Budget 2026: The day of 1st February, 2026 is going to be recorded in golden letters in the pages of Indian economy. On Sunday, when Finance Minister Nirmala Sitharaman will open her accounts in the Parliament House, not only the eyes of the country but the entire world will be on her. This budget is also coming at a very critical juncture because America has recently imposed a huge tariff of 50% on Indian shipments. Striking a balance between global pressure and domestic expectations will be no less than a litmus test for the government. While listening to the budget speech on TV, many times the common man gets confused by the heavy economic terminology. To understand the budget deeply, it is important to understand its dictionary.

Inflation and GDP, the real picture of the economy

Words like 'inflation' and 'GDP' echo again and again in the budget speech. For the common man, inflation simply means price rise. When the value of the notes in your pocket decreases and the prices of goods increase in the market, then understand that inflation has increased. In simple words, if today you are able to buy less goods for the same money than yesterday, then it is the impact of inflation.

At the same time, GDP i.e. 'Gross Domestic Product' is the report card of the economic health of the country. GDP is the total market value of all the goods manufactured and services provided in a year within the country's borders. If this figure is going up, it means that the size of the country's economy is increasing and progress is being made.

Understand fiscal deficit and capital expenditure

To understand how the government's treasury runs, one has to know 'Fiscal Deficit' and 'Capital Expenditure'. Often the government's earnings are less and expenses are more. What the government borrows from the market to fill this gap is called fiscal deficit. The lower this figure is, the stronger the economy is considered.

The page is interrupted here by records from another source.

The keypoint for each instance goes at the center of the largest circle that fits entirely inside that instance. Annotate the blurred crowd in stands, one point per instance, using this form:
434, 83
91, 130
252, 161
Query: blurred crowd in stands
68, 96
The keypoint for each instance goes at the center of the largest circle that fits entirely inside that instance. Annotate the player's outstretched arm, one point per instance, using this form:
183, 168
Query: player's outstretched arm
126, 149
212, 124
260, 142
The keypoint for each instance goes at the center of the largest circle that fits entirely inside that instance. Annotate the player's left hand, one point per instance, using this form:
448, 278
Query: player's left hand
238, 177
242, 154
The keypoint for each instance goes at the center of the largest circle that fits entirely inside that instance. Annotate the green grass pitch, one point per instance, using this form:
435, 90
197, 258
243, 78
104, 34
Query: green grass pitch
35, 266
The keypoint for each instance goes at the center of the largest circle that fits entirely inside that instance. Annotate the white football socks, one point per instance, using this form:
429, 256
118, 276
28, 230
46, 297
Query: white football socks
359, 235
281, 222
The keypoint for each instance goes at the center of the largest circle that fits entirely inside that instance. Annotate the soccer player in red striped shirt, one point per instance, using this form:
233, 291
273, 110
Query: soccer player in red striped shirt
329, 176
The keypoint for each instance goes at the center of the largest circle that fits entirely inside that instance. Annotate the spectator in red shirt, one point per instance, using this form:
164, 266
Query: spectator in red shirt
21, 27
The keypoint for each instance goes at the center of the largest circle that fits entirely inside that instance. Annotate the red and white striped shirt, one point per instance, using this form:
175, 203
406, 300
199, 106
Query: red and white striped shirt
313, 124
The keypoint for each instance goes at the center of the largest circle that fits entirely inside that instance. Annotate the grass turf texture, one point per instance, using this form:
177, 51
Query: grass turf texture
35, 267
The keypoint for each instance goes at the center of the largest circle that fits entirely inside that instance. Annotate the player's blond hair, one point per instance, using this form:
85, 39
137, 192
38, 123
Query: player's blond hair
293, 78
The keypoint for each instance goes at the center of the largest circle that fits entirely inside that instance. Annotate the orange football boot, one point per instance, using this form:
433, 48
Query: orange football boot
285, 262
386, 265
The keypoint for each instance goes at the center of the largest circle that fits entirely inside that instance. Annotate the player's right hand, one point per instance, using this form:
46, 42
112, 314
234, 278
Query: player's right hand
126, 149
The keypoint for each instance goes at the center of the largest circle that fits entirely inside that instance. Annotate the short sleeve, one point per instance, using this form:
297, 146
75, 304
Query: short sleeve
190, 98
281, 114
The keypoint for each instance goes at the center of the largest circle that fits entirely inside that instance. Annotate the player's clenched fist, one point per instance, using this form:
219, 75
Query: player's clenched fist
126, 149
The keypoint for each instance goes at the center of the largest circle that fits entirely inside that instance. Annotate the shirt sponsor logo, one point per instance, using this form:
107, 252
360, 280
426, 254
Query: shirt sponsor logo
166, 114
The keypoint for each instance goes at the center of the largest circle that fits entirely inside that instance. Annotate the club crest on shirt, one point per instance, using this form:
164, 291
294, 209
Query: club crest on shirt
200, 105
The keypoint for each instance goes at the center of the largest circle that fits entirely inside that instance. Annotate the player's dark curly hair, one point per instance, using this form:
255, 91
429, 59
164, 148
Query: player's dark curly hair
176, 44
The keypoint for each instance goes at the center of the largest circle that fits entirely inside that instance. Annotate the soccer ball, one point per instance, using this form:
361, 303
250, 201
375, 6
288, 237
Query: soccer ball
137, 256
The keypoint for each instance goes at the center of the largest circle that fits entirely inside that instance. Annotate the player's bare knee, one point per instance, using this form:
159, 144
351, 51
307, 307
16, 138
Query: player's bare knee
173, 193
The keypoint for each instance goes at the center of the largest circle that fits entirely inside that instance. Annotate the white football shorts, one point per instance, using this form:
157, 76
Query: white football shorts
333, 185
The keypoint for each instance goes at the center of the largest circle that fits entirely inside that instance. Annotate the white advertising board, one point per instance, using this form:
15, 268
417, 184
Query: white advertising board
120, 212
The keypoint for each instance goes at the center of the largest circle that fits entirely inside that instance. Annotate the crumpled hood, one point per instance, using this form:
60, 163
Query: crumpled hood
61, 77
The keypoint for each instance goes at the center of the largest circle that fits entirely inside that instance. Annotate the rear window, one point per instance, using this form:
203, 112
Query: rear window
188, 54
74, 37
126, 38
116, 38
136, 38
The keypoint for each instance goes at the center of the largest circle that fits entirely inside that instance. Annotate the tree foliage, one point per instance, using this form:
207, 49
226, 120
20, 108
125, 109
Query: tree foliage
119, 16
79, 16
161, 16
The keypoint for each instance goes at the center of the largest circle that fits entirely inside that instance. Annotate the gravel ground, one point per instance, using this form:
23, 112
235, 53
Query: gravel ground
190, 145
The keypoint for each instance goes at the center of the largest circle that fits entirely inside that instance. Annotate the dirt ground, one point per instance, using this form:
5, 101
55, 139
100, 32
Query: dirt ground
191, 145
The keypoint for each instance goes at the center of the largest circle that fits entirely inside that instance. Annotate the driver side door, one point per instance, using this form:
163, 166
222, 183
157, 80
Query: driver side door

Talking about expenses, 'Capital Expenditure' (Capex) is most important. This is the money that the government spends on building roads, bridges or schools. It is considered 'good expenditure' because it creates wealth for the country in the future. On the other hand, 'Revenue Expenditure' is the everyday expenditure of the government, such as salaries and pensions of employees. This does not create any new wealth, it just keeps the government machinery running.

Know about direct and indirect taxes also

The most discussed part of the budget is tax. 'Direct tax' is what you pay directly to the government, like your income tax. You cannot put this burden on anyone else. At the same time, 'indirect tax' (like GST) is what you pay to the shopkeeper, but it actually goes to the government. Whenever you buy any product, you are unknowingly paying this tax. Apart from this, the tax imposed on import-export is called 'custom duty', which decides the prices of foreign goods.

It is important to understand fiscal policy and monetary policy.

The 'fiscal policy' of the government is decided through the budget, through which it controls taxes and expenditure. Whereas the work of printing notes and setting interest rates (Repo Rate) is part of the 'Monetary Policy' of RBI. Finally, when the government is in dire need of money, it sells stake in its companies (PSUs), which is called 'disinvestment'. In simple language, this can also be understood as meeting the expenses by selling the household gold.